Link Search Menu Expand Document

Create a Branch

lakeFS uses branches in a similar way to Git. It’s a great way to isolate changes until, or if, we are ready to re-integrate them. lakeFS uses a zero-copy branching technique which means that it’s very efficient to create branches of your data.

Having seen the lakes data in the previous step we’re now going to create a new dataset to hold data only for lakes in Denmark. Why? Well, because :)

The first thing we’ll do is create a branch for us to do this development against. We’ll use the lakectl tool to create the branch, which we first need to configure with our credentials. In a new terminal window run the following:

docker exec -it lakefs lakectl config

Follow the prompts to enter the credentials that you got in the first step. Leave the Server endpoint URL as http://127.0.0.1:8000.

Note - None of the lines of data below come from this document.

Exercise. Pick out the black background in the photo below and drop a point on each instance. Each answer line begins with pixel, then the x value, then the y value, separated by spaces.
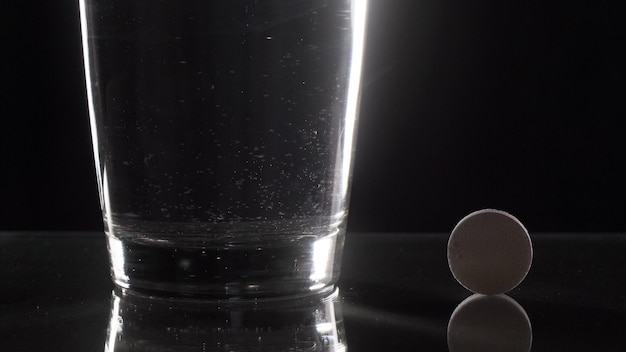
pixel 466 104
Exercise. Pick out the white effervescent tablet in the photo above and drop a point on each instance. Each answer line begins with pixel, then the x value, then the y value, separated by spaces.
pixel 489 252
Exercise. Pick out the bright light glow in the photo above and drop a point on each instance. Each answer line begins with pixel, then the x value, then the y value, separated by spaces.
pixel 359 14
pixel 116 250
pixel 106 201
pixel 323 257
pixel 90 97
pixel 115 325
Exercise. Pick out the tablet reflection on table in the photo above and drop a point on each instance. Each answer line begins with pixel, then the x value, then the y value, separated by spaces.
pixel 489 323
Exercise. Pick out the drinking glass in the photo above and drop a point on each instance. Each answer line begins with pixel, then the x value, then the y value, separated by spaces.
pixel 223 133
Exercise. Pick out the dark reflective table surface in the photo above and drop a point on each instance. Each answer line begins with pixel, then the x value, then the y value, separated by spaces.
pixel 395 294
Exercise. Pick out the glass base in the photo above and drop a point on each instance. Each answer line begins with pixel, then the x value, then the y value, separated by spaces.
pixel 277 266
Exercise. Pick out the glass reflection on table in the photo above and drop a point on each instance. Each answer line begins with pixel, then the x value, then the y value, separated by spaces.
pixel 489 323
pixel 140 322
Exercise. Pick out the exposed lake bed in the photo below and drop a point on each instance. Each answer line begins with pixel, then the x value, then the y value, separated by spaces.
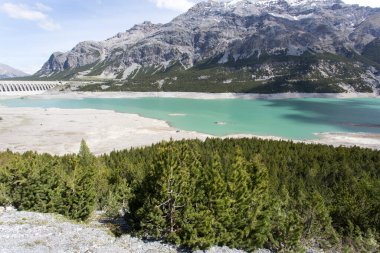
pixel 117 121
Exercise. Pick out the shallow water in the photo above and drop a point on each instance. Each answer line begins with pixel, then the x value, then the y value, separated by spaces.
pixel 289 118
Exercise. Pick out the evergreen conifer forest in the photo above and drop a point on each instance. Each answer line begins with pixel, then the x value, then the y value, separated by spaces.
pixel 242 193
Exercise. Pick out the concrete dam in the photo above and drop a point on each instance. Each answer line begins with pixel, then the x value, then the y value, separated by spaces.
pixel 16 88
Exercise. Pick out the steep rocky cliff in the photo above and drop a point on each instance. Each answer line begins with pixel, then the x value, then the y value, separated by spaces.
pixel 241 46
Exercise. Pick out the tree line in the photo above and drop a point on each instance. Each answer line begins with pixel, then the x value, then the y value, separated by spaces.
pixel 242 193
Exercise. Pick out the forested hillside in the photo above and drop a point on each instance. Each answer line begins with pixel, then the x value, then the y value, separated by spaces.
pixel 243 193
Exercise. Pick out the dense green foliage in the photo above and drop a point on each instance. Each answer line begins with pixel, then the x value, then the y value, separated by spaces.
pixel 244 193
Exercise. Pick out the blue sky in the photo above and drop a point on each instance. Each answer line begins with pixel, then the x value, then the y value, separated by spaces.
pixel 30 30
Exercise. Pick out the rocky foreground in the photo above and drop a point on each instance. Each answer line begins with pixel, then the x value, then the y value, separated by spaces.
pixel 35 232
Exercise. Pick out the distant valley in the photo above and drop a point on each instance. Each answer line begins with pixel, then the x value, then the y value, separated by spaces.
pixel 266 46
pixel 9 72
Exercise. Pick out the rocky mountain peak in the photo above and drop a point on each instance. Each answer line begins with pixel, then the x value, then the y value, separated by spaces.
pixel 238 34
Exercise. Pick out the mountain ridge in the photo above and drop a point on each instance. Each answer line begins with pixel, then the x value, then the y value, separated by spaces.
pixel 7 71
pixel 314 39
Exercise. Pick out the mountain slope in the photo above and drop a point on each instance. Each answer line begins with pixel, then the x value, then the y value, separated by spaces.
pixel 239 46
pixel 9 72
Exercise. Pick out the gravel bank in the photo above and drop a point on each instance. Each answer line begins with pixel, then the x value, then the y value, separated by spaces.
pixel 27 232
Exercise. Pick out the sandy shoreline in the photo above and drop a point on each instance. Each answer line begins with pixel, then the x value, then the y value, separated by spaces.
pixel 194 95
pixel 59 131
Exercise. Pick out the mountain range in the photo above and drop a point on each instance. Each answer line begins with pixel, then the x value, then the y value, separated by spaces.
pixel 262 46
pixel 9 72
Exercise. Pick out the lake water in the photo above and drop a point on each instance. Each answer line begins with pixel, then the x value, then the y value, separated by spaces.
pixel 289 118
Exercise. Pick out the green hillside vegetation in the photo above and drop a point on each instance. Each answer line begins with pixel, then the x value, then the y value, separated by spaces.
pixel 291 74
pixel 243 193
pixel 285 74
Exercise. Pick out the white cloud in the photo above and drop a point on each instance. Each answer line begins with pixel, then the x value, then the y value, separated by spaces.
pixel 176 5
pixel 43 7
pixel 36 14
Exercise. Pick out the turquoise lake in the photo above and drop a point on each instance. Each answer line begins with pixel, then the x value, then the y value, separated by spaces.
pixel 289 118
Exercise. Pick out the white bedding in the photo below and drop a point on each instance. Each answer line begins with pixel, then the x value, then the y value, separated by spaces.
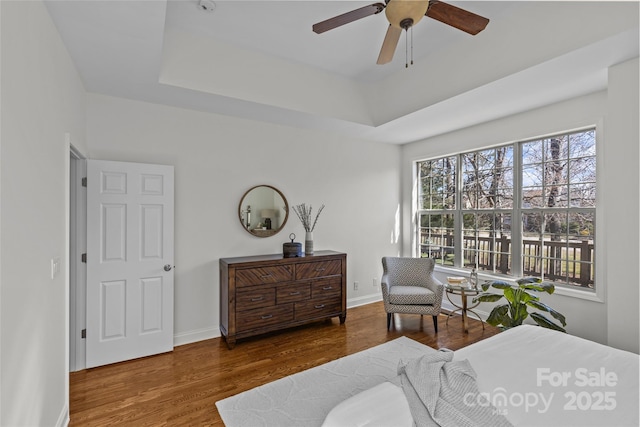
pixel 535 377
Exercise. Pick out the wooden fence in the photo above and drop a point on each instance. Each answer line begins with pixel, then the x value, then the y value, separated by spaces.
pixel 570 262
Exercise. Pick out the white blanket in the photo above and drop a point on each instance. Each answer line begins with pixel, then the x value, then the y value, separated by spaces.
pixel 534 377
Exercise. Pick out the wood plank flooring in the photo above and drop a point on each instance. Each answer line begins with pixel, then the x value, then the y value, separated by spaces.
pixel 180 388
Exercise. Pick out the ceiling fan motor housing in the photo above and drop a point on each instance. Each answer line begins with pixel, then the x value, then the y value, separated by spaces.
pixel 405 13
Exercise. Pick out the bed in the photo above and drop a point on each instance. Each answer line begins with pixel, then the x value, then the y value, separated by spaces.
pixel 531 376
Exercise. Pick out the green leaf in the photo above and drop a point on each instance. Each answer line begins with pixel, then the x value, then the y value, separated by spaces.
pixel 546 323
pixel 519 313
pixel 543 287
pixel 498 316
pixel 511 295
pixel 542 306
pixel 487 297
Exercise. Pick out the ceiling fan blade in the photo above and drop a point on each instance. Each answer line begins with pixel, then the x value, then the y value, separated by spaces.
pixel 456 17
pixel 348 17
pixel 389 45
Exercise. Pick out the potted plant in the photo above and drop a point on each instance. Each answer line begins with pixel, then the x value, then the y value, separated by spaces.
pixel 519 299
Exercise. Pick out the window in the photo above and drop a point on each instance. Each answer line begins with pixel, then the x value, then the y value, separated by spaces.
pixel 523 209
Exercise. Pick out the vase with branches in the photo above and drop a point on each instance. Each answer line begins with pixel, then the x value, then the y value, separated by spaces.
pixel 305 214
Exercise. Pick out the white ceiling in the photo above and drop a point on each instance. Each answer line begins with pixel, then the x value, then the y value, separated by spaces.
pixel 260 60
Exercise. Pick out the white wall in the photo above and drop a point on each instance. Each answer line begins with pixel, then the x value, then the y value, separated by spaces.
pixel 615 111
pixel 217 159
pixel 42 100
pixel 621 197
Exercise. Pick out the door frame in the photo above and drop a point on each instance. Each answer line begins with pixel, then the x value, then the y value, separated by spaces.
pixel 77 269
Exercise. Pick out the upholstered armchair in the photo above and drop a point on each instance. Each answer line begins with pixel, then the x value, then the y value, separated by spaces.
pixel 408 286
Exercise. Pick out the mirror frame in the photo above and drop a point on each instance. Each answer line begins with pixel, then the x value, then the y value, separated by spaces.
pixel 263 233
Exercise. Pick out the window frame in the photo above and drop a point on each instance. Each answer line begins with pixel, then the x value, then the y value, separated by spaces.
pixel 516 212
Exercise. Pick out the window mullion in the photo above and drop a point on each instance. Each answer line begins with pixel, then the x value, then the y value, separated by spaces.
pixel 516 222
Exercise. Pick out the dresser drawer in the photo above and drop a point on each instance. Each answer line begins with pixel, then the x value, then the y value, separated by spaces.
pixel 263 275
pixel 261 317
pixel 327 288
pixel 316 308
pixel 293 293
pixel 255 298
pixel 310 270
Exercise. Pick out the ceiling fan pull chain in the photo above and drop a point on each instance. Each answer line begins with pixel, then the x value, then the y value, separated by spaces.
pixel 406 48
pixel 411 45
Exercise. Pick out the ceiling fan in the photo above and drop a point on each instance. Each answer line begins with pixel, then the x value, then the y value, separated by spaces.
pixel 404 14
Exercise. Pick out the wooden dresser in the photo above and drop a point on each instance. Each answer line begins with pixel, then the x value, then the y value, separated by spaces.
pixel 265 293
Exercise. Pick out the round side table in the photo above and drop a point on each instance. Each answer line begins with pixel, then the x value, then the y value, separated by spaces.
pixel 464 291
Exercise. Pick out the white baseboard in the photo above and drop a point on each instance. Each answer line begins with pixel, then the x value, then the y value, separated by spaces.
pixel 368 299
pixel 214 332
pixel 196 335
pixel 63 419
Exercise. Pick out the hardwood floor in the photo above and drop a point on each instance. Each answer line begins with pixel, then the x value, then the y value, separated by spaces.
pixel 180 388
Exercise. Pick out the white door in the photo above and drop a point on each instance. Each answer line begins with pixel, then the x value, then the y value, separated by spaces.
pixel 129 261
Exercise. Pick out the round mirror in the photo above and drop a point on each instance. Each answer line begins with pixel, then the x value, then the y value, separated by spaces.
pixel 263 211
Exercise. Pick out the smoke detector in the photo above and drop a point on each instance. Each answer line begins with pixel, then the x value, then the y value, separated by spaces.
pixel 207 5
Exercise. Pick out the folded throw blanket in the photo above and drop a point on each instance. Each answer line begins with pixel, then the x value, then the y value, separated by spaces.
pixel 444 393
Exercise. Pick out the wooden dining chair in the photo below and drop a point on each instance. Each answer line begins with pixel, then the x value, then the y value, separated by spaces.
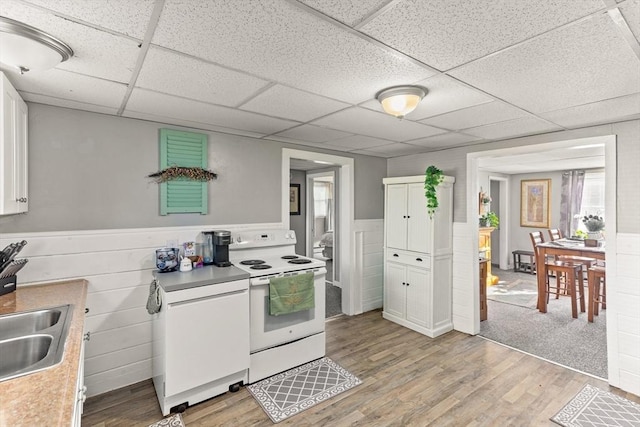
pixel 555 234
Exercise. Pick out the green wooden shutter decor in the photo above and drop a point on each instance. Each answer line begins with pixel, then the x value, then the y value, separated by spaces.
pixel 182 195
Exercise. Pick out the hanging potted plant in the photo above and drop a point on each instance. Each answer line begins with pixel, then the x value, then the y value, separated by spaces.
pixel 433 177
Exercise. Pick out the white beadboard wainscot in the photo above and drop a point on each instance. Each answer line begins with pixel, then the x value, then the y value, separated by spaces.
pixel 118 265
pixel 368 238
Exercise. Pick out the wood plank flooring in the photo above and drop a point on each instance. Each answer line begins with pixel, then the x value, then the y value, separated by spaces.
pixel 408 380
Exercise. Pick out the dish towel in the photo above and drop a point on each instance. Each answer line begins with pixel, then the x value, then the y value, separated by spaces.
pixel 291 294
pixel 154 302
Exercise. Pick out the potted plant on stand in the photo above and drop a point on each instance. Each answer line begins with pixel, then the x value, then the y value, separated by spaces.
pixel 490 219
pixel 594 225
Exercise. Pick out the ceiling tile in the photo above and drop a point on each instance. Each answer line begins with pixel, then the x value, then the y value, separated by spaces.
pixel 288 103
pixel 347 12
pixel 357 142
pixel 576 65
pixel 445 140
pixel 124 16
pixel 69 86
pixel 607 111
pixel 96 53
pixel 378 125
pixel 478 115
pixel 311 133
pixel 285 44
pixel 630 11
pixel 167 106
pixel 446 33
pixel 184 76
pixel 392 150
pixel 512 128
pixel 47 100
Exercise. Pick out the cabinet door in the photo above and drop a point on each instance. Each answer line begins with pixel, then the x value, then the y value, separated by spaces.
pixel 418 223
pixel 394 289
pixel 396 216
pixel 419 296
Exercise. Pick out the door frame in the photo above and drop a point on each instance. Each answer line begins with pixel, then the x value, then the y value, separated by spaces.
pixel 351 289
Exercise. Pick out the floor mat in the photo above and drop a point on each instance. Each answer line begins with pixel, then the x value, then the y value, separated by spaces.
pixel 174 420
pixel 297 389
pixel 593 407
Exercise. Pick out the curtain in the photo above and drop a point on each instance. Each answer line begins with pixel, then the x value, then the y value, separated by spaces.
pixel 570 201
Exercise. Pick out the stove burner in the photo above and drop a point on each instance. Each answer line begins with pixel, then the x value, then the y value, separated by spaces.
pixel 300 261
pixel 252 262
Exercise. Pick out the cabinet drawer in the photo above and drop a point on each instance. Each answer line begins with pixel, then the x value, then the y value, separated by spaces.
pixel 409 258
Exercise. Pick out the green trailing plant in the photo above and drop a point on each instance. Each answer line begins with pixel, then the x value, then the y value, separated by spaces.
pixel 490 219
pixel 432 178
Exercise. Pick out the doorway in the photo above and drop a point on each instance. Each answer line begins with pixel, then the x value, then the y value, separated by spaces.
pixel 477 165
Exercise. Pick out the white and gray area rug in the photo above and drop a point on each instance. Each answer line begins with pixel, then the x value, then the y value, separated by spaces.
pixel 297 389
pixel 174 420
pixel 593 407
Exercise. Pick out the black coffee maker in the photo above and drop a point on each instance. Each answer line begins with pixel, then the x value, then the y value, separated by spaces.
pixel 217 245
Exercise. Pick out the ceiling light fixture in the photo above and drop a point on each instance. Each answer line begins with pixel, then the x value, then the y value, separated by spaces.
pixel 400 100
pixel 25 48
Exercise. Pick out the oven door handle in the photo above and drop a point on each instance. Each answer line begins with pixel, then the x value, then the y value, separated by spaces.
pixel 264 280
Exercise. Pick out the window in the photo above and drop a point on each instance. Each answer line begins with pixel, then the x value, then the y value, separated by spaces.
pixel 592 197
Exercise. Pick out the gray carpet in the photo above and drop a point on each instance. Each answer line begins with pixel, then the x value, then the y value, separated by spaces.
pixel 554 335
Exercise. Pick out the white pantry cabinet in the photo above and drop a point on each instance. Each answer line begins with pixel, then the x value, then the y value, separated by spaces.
pixel 13 150
pixel 418 255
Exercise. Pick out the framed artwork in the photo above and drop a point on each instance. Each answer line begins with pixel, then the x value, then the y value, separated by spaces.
pixel 534 202
pixel 294 199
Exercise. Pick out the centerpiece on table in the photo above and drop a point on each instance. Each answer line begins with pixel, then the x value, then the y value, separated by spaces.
pixel 594 225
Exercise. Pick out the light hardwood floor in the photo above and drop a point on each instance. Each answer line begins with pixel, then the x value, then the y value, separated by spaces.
pixel 408 380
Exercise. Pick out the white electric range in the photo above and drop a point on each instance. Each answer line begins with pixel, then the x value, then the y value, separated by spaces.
pixel 278 343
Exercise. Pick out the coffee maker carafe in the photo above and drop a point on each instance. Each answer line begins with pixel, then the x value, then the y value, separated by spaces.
pixel 216 247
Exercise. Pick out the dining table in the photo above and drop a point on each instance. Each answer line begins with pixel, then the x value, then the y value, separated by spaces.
pixel 561 247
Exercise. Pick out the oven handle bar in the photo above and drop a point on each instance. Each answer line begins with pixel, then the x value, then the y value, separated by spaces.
pixel 264 280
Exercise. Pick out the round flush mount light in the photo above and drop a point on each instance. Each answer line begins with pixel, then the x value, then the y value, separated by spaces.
pixel 25 48
pixel 400 100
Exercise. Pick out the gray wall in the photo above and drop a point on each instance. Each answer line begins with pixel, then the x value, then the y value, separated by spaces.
pixel 88 171
pixel 454 162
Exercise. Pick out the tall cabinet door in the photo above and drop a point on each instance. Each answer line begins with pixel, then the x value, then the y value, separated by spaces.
pixel 418 224
pixel 394 289
pixel 419 296
pixel 396 216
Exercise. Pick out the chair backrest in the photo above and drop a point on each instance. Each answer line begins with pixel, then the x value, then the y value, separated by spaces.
pixel 536 237
pixel 555 234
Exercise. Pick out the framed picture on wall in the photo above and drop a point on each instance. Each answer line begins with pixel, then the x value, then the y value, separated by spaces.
pixel 294 199
pixel 534 202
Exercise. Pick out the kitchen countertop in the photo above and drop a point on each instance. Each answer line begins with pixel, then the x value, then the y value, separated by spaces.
pixel 207 275
pixel 46 397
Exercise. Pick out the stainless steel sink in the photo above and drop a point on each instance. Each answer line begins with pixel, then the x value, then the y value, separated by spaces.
pixel 31 341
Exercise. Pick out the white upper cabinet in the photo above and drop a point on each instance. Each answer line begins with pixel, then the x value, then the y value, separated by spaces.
pixel 13 151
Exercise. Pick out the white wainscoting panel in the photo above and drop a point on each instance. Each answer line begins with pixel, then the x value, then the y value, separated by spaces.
pixel 465 256
pixel 118 265
pixel 368 238
pixel 626 295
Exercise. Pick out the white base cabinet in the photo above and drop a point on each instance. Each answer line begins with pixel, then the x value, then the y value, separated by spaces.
pixel 13 150
pixel 418 256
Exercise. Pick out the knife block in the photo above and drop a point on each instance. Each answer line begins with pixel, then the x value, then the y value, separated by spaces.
pixel 8 284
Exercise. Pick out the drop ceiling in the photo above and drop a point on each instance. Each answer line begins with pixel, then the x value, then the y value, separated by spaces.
pixel 306 72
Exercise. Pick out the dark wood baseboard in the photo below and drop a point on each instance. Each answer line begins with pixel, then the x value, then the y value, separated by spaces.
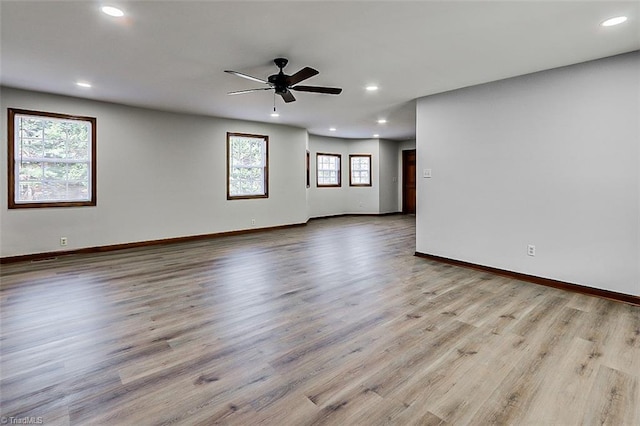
pixel 576 288
pixel 354 215
pixel 100 249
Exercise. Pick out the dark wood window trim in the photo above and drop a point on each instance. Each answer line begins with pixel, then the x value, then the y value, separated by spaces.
pixel 12 204
pixel 265 168
pixel 351 172
pixel 308 169
pixel 334 185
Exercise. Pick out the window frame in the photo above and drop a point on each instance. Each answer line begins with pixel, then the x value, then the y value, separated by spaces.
pixel 11 152
pixel 351 157
pixel 265 167
pixel 339 175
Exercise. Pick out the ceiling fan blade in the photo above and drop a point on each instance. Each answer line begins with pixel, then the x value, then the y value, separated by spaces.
pixel 287 96
pixel 239 92
pixel 303 74
pixel 318 89
pixel 247 76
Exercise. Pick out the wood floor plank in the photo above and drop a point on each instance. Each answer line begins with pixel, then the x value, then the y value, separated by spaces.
pixel 334 323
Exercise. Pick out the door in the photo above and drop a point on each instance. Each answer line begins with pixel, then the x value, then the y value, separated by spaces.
pixel 409 181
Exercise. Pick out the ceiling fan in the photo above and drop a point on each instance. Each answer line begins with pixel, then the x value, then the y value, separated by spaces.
pixel 283 84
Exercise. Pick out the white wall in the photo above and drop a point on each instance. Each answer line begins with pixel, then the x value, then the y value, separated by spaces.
pixel 160 175
pixel 550 159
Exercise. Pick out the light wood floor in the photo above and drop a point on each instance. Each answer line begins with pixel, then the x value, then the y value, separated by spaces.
pixel 333 323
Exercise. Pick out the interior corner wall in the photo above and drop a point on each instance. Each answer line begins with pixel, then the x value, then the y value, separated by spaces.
pixel 388 176
pixel 159 175
pixel 402 146
pixel 549 159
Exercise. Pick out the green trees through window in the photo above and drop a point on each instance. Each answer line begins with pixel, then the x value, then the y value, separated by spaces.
pixel 247 166
pixel 52 160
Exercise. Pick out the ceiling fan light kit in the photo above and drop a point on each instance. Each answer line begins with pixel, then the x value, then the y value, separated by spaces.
pixel 283 84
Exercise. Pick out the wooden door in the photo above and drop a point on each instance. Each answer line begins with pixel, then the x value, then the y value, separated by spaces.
pixel 409 181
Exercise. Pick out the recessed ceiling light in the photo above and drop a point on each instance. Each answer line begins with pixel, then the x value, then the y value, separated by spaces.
pixel 112 11
pixel 614 21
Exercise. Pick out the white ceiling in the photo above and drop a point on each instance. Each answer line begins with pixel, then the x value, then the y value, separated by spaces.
pixel 171 55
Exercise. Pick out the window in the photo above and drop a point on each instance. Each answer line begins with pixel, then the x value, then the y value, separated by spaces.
pixel 247 166
pixel 360 170
pixel 52 160
pixel 328 169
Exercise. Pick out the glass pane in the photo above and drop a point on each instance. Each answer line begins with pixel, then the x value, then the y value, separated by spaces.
pixel 78 171
pixel 30 127
pixel 77 131
pixel 30 171
pixel 31 191
pixel 55 130
pixel 55 171
pixel 78 191
pixel 54 148
pixel 78 149
pixel 31 148
pixel 55 191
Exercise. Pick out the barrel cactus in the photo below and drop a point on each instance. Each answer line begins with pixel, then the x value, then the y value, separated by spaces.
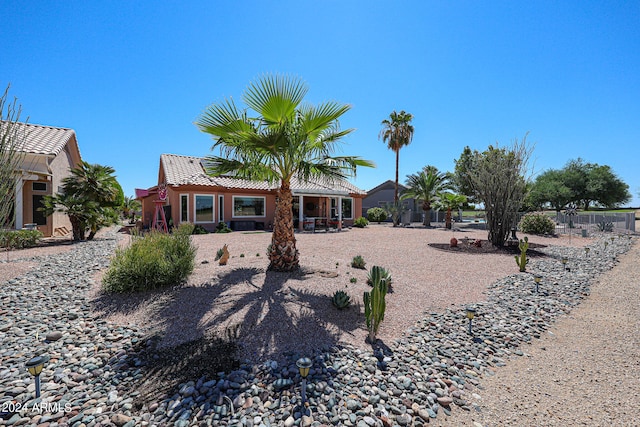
pixel 341 300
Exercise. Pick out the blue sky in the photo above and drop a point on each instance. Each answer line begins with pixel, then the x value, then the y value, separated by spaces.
pixel 131 77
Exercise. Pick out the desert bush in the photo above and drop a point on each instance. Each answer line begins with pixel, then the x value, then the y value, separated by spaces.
pixel 198 229
pixel 377 215
pixel 19 239
pixel 222 227
pixel 153 261
pixel 605 226
pixel 360 222
pixel 537 223
pixel 358 262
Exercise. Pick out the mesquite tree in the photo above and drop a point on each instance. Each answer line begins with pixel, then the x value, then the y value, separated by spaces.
pixel 12 138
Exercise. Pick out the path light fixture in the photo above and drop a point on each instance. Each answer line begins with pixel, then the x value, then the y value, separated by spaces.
pixel 537 278
pixel 304 365
pixel 471 313
pixel 34 366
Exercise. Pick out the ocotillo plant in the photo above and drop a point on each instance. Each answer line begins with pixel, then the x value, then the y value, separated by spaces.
pixel 522 259
pixel 374 303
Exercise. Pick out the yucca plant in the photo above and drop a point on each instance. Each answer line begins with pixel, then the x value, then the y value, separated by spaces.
pixel 341 299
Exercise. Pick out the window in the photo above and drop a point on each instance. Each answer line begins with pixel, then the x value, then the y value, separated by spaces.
pixel 39 186
pixel 204 208
pixel 347 208
pixel 248 206
pixel 184 208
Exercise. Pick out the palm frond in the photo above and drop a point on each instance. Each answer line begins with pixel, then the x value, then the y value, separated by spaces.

Now that lakectl is configured, we can use it to create the branch. Run the following:

docker exec lakefs \
    lakectl branch create \
            lakefs://quickstart/denmark-lakes \
		    --source lakefs://quickstart/main

You should get a confirmation message like this:

Source ref: lakefs://quickstart/main
created branch 'denmark-lakes' 3384cd7cdc4a2cd5eb6249b52f0a709b49081668bb1574ce8f1ef2d956646816

Transforming the Data

Now we’ll make a change to the data. lakeFS has several native clients, as well as an S3-compatible endpoint. This means that anything that can use S3 will work with lakeFS. Pretty neat.

We’re going to use DuckDB which is embedded within the web interface of lakeFS.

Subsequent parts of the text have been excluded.